Managing Mexican bean beetle using Pediobius foveolatus can be difficult due to its sensitivity to cool, wet weather, and the need for a release date to line up with the phenology of Mexican bean beetle larvae. Ideally, P. foveolatus is released at both one and two weeks after first instar Mexican bean beetle larvae are discovered in beans. Pediobius foveolatus reproduce most successfully within the older and larger beetle larvae; if older, larger Mexican bean beetle instars are present when P. foveolatus is released, they will be without a host. Pediobius foveolatus is also sensitive to cold and wet weather, and are unlike to survive when released in these conditions. Wasps are generally released rate of 1000 wasps (or 50 mummies) per 3600 square feet of beans. Successful parasitism and emergence of the next generation of wasps is visibly monitored by the presence of dark-brown, dead Mexican bean beetle larvae (“mummies”). Mummies exhibit one small hole from which adult P. foveolatus have exited.
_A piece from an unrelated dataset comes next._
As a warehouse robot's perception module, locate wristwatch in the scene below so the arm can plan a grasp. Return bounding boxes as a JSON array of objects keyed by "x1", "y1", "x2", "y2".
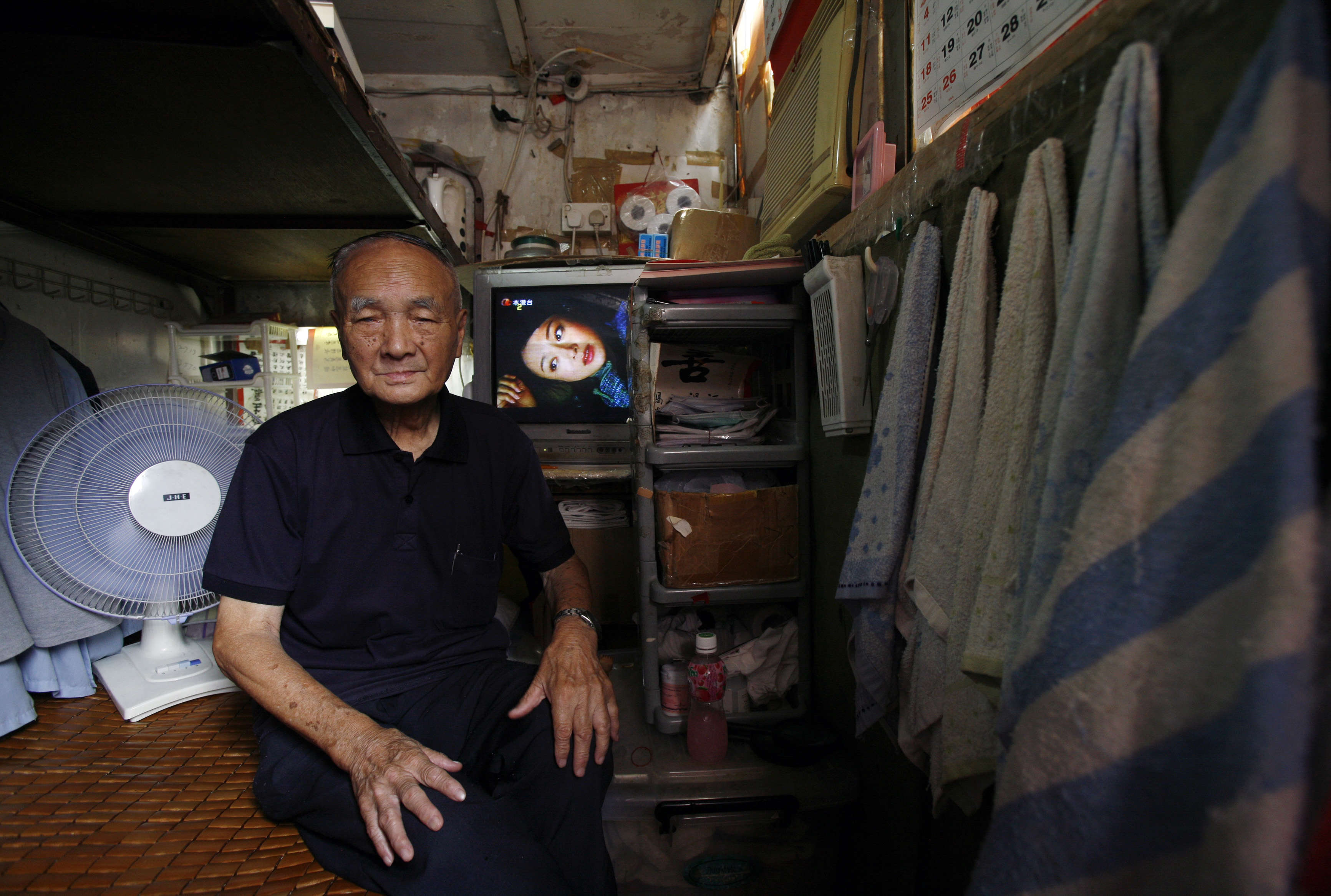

==History of Pediobius foveolatus in the United States==

Beginning in 1966, Pediobius foveolatus was imported to the United States to be tested for potential control of Mexican bean beetle. Initial testing determined that P. foveolatus would readily parasitize the larvae of Mexican bean beetle, while leaving native, predatory coccinellids unharmed. In 1972, Maryland, then other states, began releasing P. foveolatus to control Mexican bean beetle. USDA branches in New Jersey, Maryland, Delaware and Virginia released wasps throughout these states, focusing on areas with large soybean acreage and high Mexican bean beetle populations.

Inoculative releases of Pediobius foveolatus yielded positive results; parasitism rates of 80 to 100% of Mexican bean beetle larvae were commonly documented near release sites. However, Steven et al. (1975) also reported slow population dispersal from these sites. Also, P. foveolatus cannot overwinter in the United States due to cold winters and the lack of an overwintering host. In P. foveolatus native territory, the weather either is conducive for year-round exposure, or wasps overwinter in their hosts, which overwinter as larvae. Because Mexican bean beetle overwinter as adults, wasps are without adequate winter refuge in the United States. Because P. foveolatus can neither overwinter successfully nor spread rapidly, management with this wasp requires yearly releases in more locations than is practical to control of Mexican bean beetle on a large scale. By the mid-1980s, all states except New Jersey had discontinued state-run releases. At this time, pest pressure from Mexican bean beetle began its sharp decline as well, especially in soybean.